Does this procedure ensure that if the reader thinks the data is valid then it actually is?
Do I need to worry about out-of-order execution (OOE)? If so, would the reader using memcpy to get the entire shared memory segment overcome the OOE issues on the reader side? (This assumes that memcpy performs it’s copy linearly and ascending through the address space. Is that assumption valid?)
Joe Duffy gives the exact same algorithm and calls it: “A scalable reader/writer scheme with optimistic retry”.
It works.
You need two sequence number fields.
You need to read and write them in opposite order.
You might need to have memory barriers in place, depending on the memory ordering guarantees of the system.
Specifically, you need read acquire and store release semantics for the readers and writers when they access t0 or t1 for reading and writing respectively.
What instructions are needed to achieve this, depends on the architecture. E.g. on x86/x64, because of the relatively strong guarantees one needs no machine specific barriers at all in this specific case*.

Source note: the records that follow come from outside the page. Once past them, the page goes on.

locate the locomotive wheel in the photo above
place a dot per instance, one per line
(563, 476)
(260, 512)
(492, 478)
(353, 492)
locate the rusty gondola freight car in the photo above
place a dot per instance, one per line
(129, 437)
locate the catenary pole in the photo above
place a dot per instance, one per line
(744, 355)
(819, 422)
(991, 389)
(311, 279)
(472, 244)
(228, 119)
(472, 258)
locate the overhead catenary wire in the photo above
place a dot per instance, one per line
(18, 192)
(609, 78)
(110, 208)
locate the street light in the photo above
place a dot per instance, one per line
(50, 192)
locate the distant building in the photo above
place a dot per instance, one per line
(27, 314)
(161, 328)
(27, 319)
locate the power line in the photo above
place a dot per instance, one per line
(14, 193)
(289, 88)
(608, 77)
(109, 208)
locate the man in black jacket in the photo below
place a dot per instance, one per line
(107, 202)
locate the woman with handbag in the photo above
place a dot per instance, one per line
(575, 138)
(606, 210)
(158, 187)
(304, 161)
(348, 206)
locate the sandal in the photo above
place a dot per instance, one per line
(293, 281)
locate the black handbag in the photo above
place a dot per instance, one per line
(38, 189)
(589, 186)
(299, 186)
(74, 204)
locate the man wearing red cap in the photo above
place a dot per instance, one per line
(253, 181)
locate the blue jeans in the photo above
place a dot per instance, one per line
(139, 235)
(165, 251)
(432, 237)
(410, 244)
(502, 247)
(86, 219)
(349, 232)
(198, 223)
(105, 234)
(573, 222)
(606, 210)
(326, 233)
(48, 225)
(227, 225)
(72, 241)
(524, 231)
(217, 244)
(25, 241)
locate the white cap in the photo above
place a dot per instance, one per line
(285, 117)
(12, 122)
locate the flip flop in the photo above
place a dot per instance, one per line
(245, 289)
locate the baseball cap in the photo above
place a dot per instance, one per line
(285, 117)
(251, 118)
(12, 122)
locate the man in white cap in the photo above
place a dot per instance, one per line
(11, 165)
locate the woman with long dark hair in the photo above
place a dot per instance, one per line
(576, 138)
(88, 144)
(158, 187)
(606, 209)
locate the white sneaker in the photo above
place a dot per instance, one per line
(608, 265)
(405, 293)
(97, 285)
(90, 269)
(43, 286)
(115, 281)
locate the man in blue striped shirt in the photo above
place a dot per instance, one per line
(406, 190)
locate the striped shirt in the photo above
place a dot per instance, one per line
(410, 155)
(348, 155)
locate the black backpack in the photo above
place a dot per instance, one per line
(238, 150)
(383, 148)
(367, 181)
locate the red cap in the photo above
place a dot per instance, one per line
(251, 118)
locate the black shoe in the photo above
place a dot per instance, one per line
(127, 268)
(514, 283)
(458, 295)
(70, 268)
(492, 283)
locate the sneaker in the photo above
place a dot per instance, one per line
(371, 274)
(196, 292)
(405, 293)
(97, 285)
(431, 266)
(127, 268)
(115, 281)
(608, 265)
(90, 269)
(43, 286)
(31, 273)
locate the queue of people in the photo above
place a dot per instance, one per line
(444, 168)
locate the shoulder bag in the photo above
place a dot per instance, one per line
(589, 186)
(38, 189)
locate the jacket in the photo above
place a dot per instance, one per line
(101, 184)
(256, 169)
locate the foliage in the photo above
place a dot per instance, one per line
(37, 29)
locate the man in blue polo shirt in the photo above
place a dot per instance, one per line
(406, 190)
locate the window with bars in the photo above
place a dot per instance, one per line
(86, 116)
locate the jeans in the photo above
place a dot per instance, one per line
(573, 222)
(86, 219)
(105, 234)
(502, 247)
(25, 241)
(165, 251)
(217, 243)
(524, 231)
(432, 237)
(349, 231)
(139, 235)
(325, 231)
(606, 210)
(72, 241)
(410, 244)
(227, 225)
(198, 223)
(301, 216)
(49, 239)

* one still needs to ensure that the compiler/JIT does not mess around with loads and stores , e.g. by using
volatile(that has a different meaning in Java and C# than in ISO C/C++. Compilers may differ, however. E.g. using VC++ 2005 or above with volatile it would be safe doing the above. See the “Microsoft Specific” section. It can be done with other compilers as well on x86/x64. The assembly code emitted should be inspected and one must make sure that accesses to t0 and t1 are not eliminated or moved around by the compiler.)As a side note, if you ever need
MFENCE,lock or [TopOfStack],0might be a better option, depending on your needs.